Warm-up is the most crucial moment. Just running and pedaling is the most useless way to warm up before a squat. Cardio is done for no more than 5 minutes, then a series of glute bridges with support on a bench is performed without weights, a series of lunges with the right and left legs, and several sets of squats without weight. Then, from an empty bar, they rise to the working weight from approach to approach, increasing the weight. The step is individual.

Leg exercises. Squats.

Nuances and tips for performing squats with a barbell

Let's consider several important nuances when performing squats with a barbell.

Selection of projectile weight

There is a rule that must be followed when selecting weights: to build muscle mass, you will need 6-13 repetitions for each approach, and the last two times should be done on failure.

Let’s say that 10 repetitions per set is enough for a beginner athlete. First you need to perform the correct technique with a weight of 50 kg, if failure occurs on the 8th repetition, then everything is correct. If all 10 reps were easy, then this is not your working weight, you need to add another 5 kg on each side. Thus, by increasing the weight, failure should occur on the 8th rep.

Barbell movements

Movements with the barbell must be carried out carefully and without strain; it is important to keep your back straight and not bring your knees beyond the line of your toes at the bottom of the squat, otherwise your knees will be injured.

The barbell is placed just above the collarbones, you need to go up and in one movement stand under it, place it on the lower part of the trapezius muscle. The main thing is not to rush and do everything very carefully.

Breathing while doing the exercise

If the squat is done with a small weight, then you need to breathe smoothly and evenly. Don't hold your breath. Inhale as you lower into the squat and exhale as you come out of it.

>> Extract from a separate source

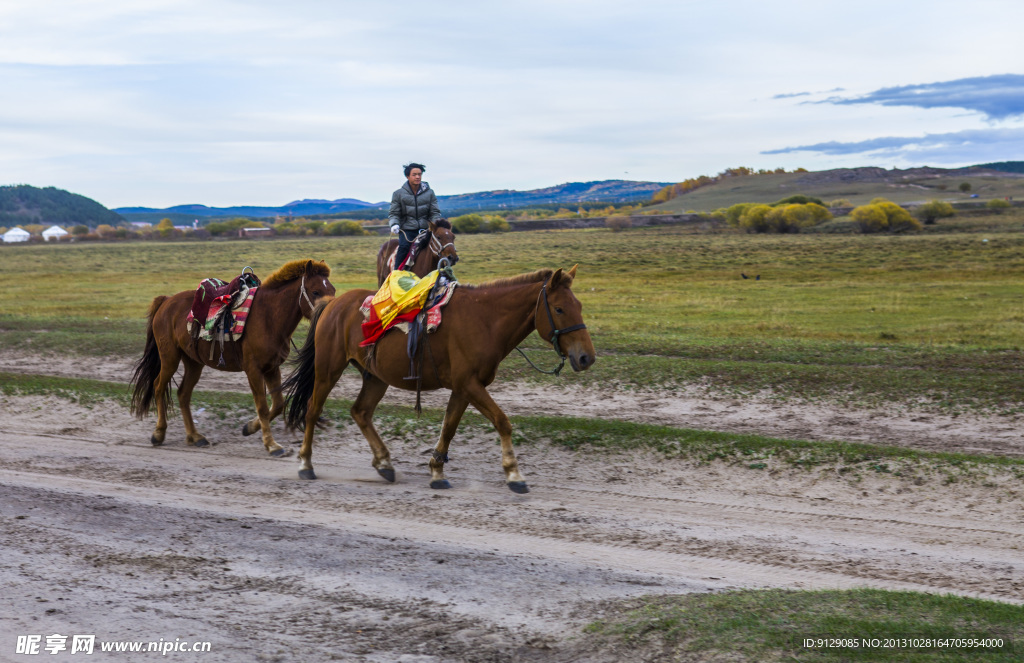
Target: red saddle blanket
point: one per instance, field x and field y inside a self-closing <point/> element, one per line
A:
<point x="221" y="307"/>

For heavy weights you need to use a special technique. Before starting the squat, inhale 80% of the maximum and hold it. Then sit down while holding your breath and exhale only at the very end, when you get up. This creates pressure in the peritoneum and protects the spinal column from heavy load on it.

How to determine the number of squats in a set

In general, there is no ideal number of repetitions that must be done in training. Beginners should start with 8-13 repetitions, and then optimize their number: increasing or decreasing, focusing on their feelings.

The main thing for effectiveness is to choose the right weight for the exercise.

Is insurance required?

Very often, beginners, when they find themselves in the gym for the first time, are embarrassed to ask for help from a coach. There are many places where you can do without insurance, but in the squat with a barbell it is very necessary! Especially when working with heavy weights.


Never work with a barbell alone - it's dangerous!

If squats are performed in a rack, then you can install limiters that will help you rise and take on the weight of the barbell if the athlete himself cannot.

What to do if the squat is not in the rack? It's simple. You need to ask for help from a strong guy who will stand behind you and provide backup during the exercise. As soon as the athlete gets tired and cannot get up, he will pick up the barbell. Insurance is especially needed on the last repetitions, which makes the training most effective.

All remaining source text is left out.